Hey Ghidra was just released, which allows decompilation/disassembly to reveal, then analyze source code.
Wow. Looks like good bye to keeping your code to yourself, I guess. . . .
It's not really that dire. Tools like Ghidra have been available for a long time now, it's just that the most competitive one, IDA, has had a solid grip on the market for some time. IDA Freeware has been available, which has very good disassembly, but limits you on more exotic processor architectures and has no decompilation. The paid version with the decompiler is 5K+ USD (I don't remember the exact number), only because there was no competitor who could challenge them on that. The benefit of Ghidra is that now people can get many of the features of IDA Pro but it's completely free and open source, and the community can improve it.
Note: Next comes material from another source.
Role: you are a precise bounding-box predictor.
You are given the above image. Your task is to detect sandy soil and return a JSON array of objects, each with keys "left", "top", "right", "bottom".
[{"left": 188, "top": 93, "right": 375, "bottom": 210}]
It's not really bringing any tools that didn't exist before into existence.
You also have to consider that, at least for fully ahead of time compiled languages like c++, much of the information in source is lost discarded during compilation, so even with a good decompiler you'll end up with a jumbled mess of code that'll need someone skilled to spend some time discerning what it does and cleaning it up. For something like C# there is much more information in a binary, and without an obfuscator you can get really nice decompiled code with free tools that existed before Ghidra. Using an Obfuscator or maybe figuring out a way to completely ahead of time compile the game before releasing it would probably be the best defense against reverse engineering from what I understand. Of course it won't stop the most determined of people, but it'll raise the bar on skill needed to do so and make it much more time consuming.